The answer to this question is “Yes, it’s possible”. I’ve seen several claims that people can explain the patterns in the data that I find concerning with voter registration of party and/or % turnout by party and/or other demographic variables. I haven’t yet done much analysis into these factors, primarily because I haven’t had access to precinct level data. I’m working on that and may have an acceptable database of those statistics ready soon.

At the county level, for the data I’ve looked at, such factors only explain a portion of the trend. Further, the pattern in the cum sum % analysis is not what would be expected by demographic type factors. We should see a leveling out after a rise due to those factors, not the continuous increase those models frequently show. If you check the Wisconsin graph, broken down by voting machine type, the pattern I would expect to see exhibited for that type of issue is shown by the purple line as opposed to the red lines (increasing) or the green line (paper ballots only).

2014 Wisc. Gov Race

However, even if all these patterns (which are consistent across different states and elections while showing similarities by voting machine type) are explainable in such a manner. At this point, I consider the fact that our voting machines in Sedgwick County have never been audited or checked for accuracy after an election to be equally concerning. Without such an audit, we do not know whether the votes have been counted accurately. IMO, that’s a serious problem and my lawsuit at least illuminates that issue even if I never get access to the paper audit trail.

Interesting Question #1: Why consider a small linear trend in the largest precincts suggestive of vote rigging?

I received the following question from a reader:

I have poked around in the Kansas Senate and Wisconsin Governor election results, which to my eye look the most dramatic, and I see that there does appear to be a Republican bias in the larger precincts. Not much, just a few percentage points, but the effect is real. What I don’t understand is what suggests that this might be sinister, as opposed to being just one of those oddities that crop up from time to time.

And thank you for looking into this. I have family in the Wichita area, and I want their votes to count.

Regards, Bob

Bob, thanks for caring enough to poke around the statistics. I appreciate the concurrence regarding a Republican bias in the larger precincts. You ask good questions.

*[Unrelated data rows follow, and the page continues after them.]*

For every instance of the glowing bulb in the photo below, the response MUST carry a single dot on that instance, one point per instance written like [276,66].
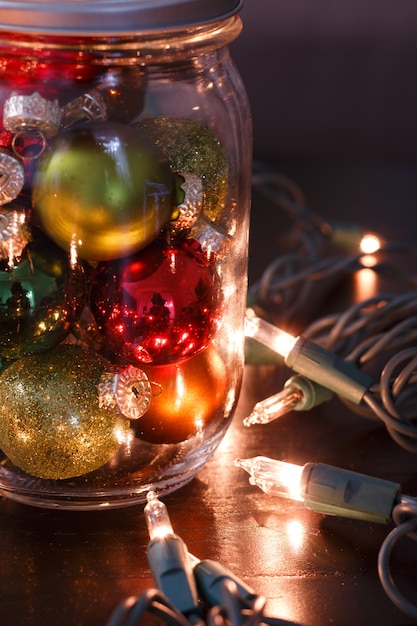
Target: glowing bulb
[369,244]
[157,518]
[268,334]
[274,407]
[272,476]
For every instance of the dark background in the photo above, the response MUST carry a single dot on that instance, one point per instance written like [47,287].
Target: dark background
[333,91]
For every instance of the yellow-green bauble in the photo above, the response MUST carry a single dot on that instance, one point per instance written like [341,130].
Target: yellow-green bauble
[51,425]
[105,189]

Why should this small trend disturb us? Why isn’t it just considered a statistical oddity?

It’s not a statistical oddity because it crops up all over the U.S. Therefore, it’s a pattern, not an oddity or ‘one-off’ situation that isn’t expected to be repeated. It cannot be dismissed as an oddity; it is a pattern that has some explanation. Vote rigging is one such explanation, but this analysis cannot establish cause. An audit could establish cause and that is why I am trying to get access to the paper records.

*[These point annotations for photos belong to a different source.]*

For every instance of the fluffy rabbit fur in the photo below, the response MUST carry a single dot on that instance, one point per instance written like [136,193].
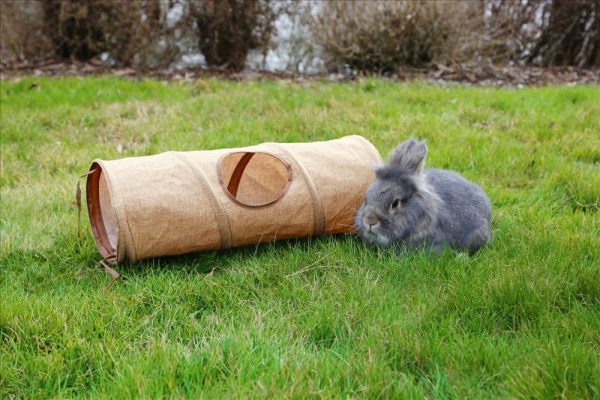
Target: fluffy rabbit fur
[411,207]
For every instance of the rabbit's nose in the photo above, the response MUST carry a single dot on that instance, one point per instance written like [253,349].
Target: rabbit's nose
[371,222]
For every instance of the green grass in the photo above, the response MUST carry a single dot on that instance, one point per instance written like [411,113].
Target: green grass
[324,317]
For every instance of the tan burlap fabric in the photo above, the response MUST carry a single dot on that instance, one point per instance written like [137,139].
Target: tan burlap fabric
[183,202]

Why consider it ‘sinister’ or evidence of voting machine manipulation? The evidence for this is more complex and not necessarily statistical, such as the documented vulnerability of the machines to being hacked. The most convincing piece of statistical evidence against the various voting machines is that if you separate out the different types, only some types of machines demonstrate this trend. When I separated out the Wisconsin Gov. Election results for paper ballots only, no voting machines involved, the results not only do not show this trend, but form a beautiful example of what is expected under the null hypothesis of no trend.